Since Rosenblum and El-Sabban's proposal of the photothrombotic model in 19773, and later the application of this model to rats Watson et al.4, it has become widely used in ischemic stroke research5,6. The photothrombotic stroke model induces a local and defined cortical infarct as a result of the photoactivation of a light-sensitive dye previously injected into the blood flow. This causes local thrombosis of the vessels in the areas exposed to light. Briefly, upon exposure to light from the injected photosensitive dye, localized oxidative injury of the endothelial cell membrane is induced, leading to platelet aggregation and thrombus formation, followed by local disruption of cerebral blood flow7.

The principal advantage of this technique resides in its simplicity of execution and the possibility to direct the lesion to the desired region. Unlike other experimental stroke models, minor surgical expertise is needed to perform the photothrombotic stroke model as the lesion is induced through illumination of the intact skull. Moreover, the well-delimited borders (Figure 2A and Figure 5B) and the flexibility to induce the lesion to a specific brain region can facilitate the study of cellular responses within the ischemic or intact cortical area8. For these reasons, this approach is suitable for the study of cellular and molecular mechanisms of cortical plasticity.

Over the past few decades, the growing concern regarding the lack of reproducibility between research groups has been coined the so-called replication crisis9. After the coordination of the first preclinical randomized controlled multicenter trial study in 201510, a proposed tool to improve preclinical research11,12,13, it was confirmed that one cause for failing reproducibility between preclinical studies from independent laboratories was the lack of sufficient standardization of experimental stroke models and outcome parameters14. Accordingly, when the ImmunoStroke consortium was established (https://immunostroke.de/), a collaboration which aims to understand brain-immune interactions underlying the mechanistic principles of stroke recovery, the standardization of all the experimental stroke models among each research group was essential.
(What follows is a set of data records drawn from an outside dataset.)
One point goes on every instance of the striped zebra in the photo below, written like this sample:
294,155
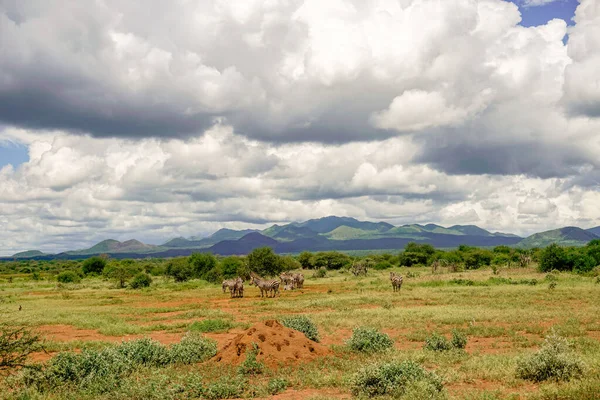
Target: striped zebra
239,287
229,284
396,281
265,285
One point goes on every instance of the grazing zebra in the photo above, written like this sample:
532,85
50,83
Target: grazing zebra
265,285
239,287
229,284
287,280
298,280
396,281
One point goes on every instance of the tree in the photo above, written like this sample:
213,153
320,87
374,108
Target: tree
201,263
180,269
306,260
120,272
553,257
264,261
94,265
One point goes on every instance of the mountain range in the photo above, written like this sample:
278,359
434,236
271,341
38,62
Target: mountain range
324,234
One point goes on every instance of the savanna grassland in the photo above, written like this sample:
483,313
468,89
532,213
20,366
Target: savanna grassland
505,316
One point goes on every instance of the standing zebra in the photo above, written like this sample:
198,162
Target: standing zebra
229,284
396,281
265,285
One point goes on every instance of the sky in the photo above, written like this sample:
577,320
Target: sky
164,119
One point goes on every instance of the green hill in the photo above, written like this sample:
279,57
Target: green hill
568,236
29,253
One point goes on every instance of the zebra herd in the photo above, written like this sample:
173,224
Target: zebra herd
290,281
267,286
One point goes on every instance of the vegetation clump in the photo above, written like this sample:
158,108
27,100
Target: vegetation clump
369,340
68,277
437,342
554,361
303,324
140,281
397,379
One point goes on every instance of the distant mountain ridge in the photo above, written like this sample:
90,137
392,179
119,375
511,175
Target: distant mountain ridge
328,233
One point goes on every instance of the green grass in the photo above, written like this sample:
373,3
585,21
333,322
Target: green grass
504,317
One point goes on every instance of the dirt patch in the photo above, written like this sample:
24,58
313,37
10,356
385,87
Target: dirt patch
276,343
68,333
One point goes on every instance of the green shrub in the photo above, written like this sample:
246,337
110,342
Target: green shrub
211,325
251,366
141,280
303,324
396,379
68,277
320,273
369,340
437,342
276,385
554,361
459,339
93,265
192,348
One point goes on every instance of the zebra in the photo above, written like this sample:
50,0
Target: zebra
229,284
239,287
298,280
265,285
396,281
287,280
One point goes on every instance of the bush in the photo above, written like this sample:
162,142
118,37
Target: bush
101,371
459,339
68,277
554,361
303,324
250,366
94,265
320,273
437,342
396,379
141,280
16,344
369,340
211,325
179,269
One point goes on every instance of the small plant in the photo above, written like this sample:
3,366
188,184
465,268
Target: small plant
459,339
276,385
320,273
369,340
68,277
554,361
141,280
16,344
395,380
211,325
251,366
437,342
303,324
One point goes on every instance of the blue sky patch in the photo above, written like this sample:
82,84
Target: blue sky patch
15,154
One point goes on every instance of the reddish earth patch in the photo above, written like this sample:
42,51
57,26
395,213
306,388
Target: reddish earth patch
68,333
276,343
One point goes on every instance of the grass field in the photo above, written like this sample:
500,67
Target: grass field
505,317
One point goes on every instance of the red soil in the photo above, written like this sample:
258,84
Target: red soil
276,343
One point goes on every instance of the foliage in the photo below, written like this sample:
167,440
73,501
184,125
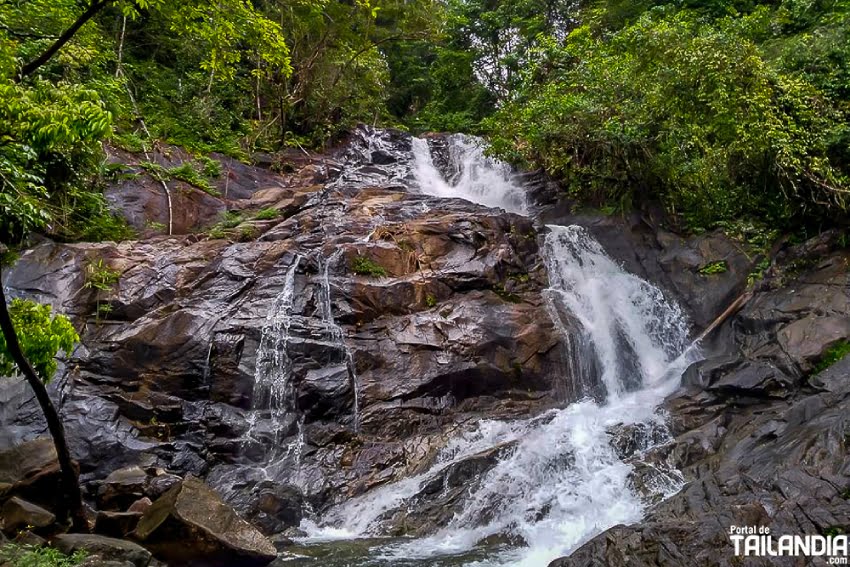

Described here is the standardized procedure for the induction of the photothrombotic model as used in the above-mentioned research consortium. Briefly, an animal underwent anesthetics, received a Rose Bengal injection (10 µL/g) intraperitonally, and the intact skull, 3 mm left from bregma, was immediately illuminated by a 561 nm laser for 20 min (Figure 1). Additionally, a related histological and behavioral method to analyze the stroke outcome in this model is reported. All methods are based on standard operating procedures developed and used in the laboratory.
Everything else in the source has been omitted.